Sydney nightlife operators react to latest NSW government restriction | #socialmedia


Sydney’s nightlife venue operators are in two minds about the latest round of restrictions imposed by the NSW government on Friday. On the one hand, they make sense and were not a surprise. On the other, they’re yet another devastating blow from which some may not recover.

While venues were not expressly ordered to shut under the latest change, NSW Premier Dominic Perrottet banned dancing and singing until January 27 – effectively forcing nightclubs to close, and other venues to cancel upcoming events in which the dance floor is central.
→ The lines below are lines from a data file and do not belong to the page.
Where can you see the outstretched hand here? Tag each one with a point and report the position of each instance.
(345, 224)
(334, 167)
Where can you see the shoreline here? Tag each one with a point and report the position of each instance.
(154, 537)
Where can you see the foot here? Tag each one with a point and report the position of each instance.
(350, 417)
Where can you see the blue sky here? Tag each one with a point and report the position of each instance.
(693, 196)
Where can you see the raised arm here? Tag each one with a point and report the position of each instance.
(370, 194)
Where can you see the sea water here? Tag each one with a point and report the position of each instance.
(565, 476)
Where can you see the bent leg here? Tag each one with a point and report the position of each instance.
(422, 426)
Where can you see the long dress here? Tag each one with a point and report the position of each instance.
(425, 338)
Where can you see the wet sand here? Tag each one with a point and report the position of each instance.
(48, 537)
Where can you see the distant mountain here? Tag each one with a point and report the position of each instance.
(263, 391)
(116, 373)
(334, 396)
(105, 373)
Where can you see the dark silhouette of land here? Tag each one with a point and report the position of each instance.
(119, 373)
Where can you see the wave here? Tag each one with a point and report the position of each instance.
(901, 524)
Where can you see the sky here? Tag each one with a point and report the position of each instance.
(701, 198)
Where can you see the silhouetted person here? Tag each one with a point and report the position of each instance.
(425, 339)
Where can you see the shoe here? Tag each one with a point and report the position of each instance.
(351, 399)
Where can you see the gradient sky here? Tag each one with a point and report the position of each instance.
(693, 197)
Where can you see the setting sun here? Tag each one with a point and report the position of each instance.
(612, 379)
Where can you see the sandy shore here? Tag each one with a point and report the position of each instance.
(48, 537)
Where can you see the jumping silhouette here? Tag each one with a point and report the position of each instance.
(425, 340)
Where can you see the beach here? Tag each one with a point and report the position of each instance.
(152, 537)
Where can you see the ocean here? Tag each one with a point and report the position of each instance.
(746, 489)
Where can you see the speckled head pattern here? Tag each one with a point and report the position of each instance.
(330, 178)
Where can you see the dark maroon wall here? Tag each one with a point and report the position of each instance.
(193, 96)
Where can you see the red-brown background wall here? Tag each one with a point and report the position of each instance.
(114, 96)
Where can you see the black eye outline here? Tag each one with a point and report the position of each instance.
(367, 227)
Craig Petersen, co-owner of Lazy Bones Lounge in Marrickville, decided to close the venue for the rest of January. Credit:Anna Kucera

The changes come into effect from Saturday, but by Friday afternoon there were casualties. The Tamworth Country Music Festival, due to start in a week, was postponed until April. The Metro Theatre cancelled a Taylor Swift party – the scene of an early Omicron super-spreading event – hours before it was due to open. Darlinghurst basement nightclub The Cliff Dive announced via Instagram its doors would be shut until January 27.

But for Craig Petersen, the stress of running a small live music venue amid Sydney’s raging Omicron outbreak had already peaked before Mr Perrottet announced the changes. Hours before the press conference, he announced via social media that Marrickville’s Lazy Bones Lounge – which he co-owns with wife Alexandra Heffernan – would be closing for the rest of January.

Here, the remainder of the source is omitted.